For the Brazilian musical idol Gilberto Gil, the cultural always is the political -- and vice versa.
It has been that way since the 1960s, when Gil and several artistic comrades were imprisoned and driven into London exile by Brazil's ruling military junta. Ostensibly, Gil and his colleagues, including Caetano Veloso , were guilty of stirring up the populace with a genre-shattering, socially alert, Afro-rock hybrid called tropicalismo.
It was indeed a radical act in a country that takes music (and soccer) at least as seriously as politics.

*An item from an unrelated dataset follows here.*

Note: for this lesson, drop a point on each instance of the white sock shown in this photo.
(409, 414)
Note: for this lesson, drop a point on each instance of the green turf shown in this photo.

Gilberto Gil:The String Concert
Royce Hall UCLA,8pm Saturday
In the decades that followed, Gil returned home to a conquering hero's welcome and went on to combine a relentlessly daring and eclectic musical career with a highly visible activist's role in environmentalism and other causes. His talent for infusing political movements with a funky populist beat was recognized by Brazil's current president, Luiz Incio Lula da Silva, who appointed Gil culture minister in 2003.
The Grammy Award-winning artist used that bully pulpit to preach the gospel of developing-world empowerment through greater access to digital technology and other themes. Among his accomplishments was helping to launch hundreds of so-called hot spots across the vast nation, where targeted groups of disadvantaged Brazilians were supplied with free computers and other equipment and encouraged to pursue cultural projects reflecting their local traditions.
The idea, Gil explained by phone last week, was to help ordinary people film their own [stories], record their own songs and perform their own lives."
But now Gil is back to his primary vocation, embarked on a 10-city U.S. tour that will bring him to UCLA's Royce Hall to perform Saturday. He's pleased to be on the road once more, coaxing laid-back bossa nova rhythms as well as more uproarious samba and baio grooves from his guitar, mixed in with reggae, rock, witty wordplay and whatever else tickles his imagination.